Как лучше переводить afflictive и afflicted?

----------


## Нико

Afflictive, ибо они не омрачённые, а омрачающие.

А, ну то есть ответ: afflictive -- омрачающие (эмоции), afflicted -- омрачённный.

----------

Цхултрим Тращи (22.05.2014)

----------


## Денис Евгеньев

Больно мудрёно-та спрошено. Чи тибетского переводи, чи с англинского.

----------


## Нико

> Больно мудрёно-та спрошено. Чи тибетского переводи, чи с англинского.

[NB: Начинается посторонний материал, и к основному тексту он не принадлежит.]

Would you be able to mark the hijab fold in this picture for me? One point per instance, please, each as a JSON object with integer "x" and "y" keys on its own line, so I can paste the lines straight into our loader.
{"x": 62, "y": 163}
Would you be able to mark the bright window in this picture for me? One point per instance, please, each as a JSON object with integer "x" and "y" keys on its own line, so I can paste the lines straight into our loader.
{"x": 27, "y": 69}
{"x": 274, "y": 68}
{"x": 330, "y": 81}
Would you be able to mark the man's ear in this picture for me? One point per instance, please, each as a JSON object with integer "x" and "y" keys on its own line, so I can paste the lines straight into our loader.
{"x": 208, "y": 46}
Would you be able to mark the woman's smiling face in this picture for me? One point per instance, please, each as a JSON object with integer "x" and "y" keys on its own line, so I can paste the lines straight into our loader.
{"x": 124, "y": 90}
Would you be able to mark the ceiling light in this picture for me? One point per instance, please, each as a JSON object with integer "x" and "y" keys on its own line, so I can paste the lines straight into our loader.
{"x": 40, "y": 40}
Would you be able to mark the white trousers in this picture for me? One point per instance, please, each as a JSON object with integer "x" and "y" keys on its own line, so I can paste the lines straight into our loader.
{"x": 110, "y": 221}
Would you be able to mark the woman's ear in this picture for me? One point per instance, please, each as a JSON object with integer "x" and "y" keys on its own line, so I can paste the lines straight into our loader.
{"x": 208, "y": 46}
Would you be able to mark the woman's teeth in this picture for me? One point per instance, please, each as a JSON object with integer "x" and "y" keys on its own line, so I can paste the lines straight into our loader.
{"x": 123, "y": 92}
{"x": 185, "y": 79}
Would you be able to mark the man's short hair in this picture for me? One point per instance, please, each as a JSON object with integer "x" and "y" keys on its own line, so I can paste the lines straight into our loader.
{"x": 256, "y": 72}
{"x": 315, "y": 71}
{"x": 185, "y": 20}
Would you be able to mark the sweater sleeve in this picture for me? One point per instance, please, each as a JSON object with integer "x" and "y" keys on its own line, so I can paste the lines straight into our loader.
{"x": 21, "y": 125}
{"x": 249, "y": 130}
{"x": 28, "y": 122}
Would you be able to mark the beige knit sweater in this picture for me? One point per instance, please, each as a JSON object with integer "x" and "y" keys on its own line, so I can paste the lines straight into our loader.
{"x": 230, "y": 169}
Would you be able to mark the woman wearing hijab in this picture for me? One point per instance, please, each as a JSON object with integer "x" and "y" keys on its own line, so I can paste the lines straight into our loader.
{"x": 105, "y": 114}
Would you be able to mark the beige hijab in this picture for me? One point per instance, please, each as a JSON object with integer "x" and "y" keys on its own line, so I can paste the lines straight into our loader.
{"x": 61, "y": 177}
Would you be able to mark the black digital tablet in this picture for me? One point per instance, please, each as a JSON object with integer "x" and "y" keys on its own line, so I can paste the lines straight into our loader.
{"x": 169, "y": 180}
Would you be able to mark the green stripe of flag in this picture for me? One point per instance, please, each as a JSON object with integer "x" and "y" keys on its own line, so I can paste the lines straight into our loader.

Nyon rmongs - это омрачения ума, или омрачающие эмоции. Правда, некоторые не согласны со словом "эмоции", т.к. неведение -- это не всегда эмоция. Хотя если неведение трактовать как сильную веру в самобытие, за  эмоцию сойдёт. )

----------

Цхултрим Тращи (22.05.2014)

----------


## Цхултрим Тращи

> Afflictive, ибо они не омрачённые, а омрачающие.
> 
> А, ну то есть ответ: afflictive -- омрачающие (эмоции), afflicted -- омрачённный.


Afflicted в смысле те, кто омрачены эмоциями.

----------


## Денис Евгеньев

> Правда, некоторые не согласны со словом "эмоции", т.к. неведение -- это не всегда эмоция. Хотя если неведение трактовать как сильную веру в самобытие, за  эмоцию сойдёт. )


А сомнение--трактовать как слабую веру... тоже сойдёт  :Roll Eyes (Sarcastic):

----------


## Нико

> Afflicted в смысле те, кто омрачены эмоциями.


Так можно назвать состояния ума, да.

----------

Цхултрим Тращи (22.05.2014)

----------


## Сергей Хос

nyon mongs can - это и afflictive и afflicted:

nyon mongs can gyi ma rig pa
[translation-san] {N} kliṣṭāvidyā
[translation-eng] {Hopkins} afflictive ignorance

nyon mongs can gyi yid
[translation-san] kliṣṭamanas
[translation-eng] {Hopkins} afflicted intellect

----------

Нико (23.05.2014), Цхултрим Тращи (23.05.2014)

----------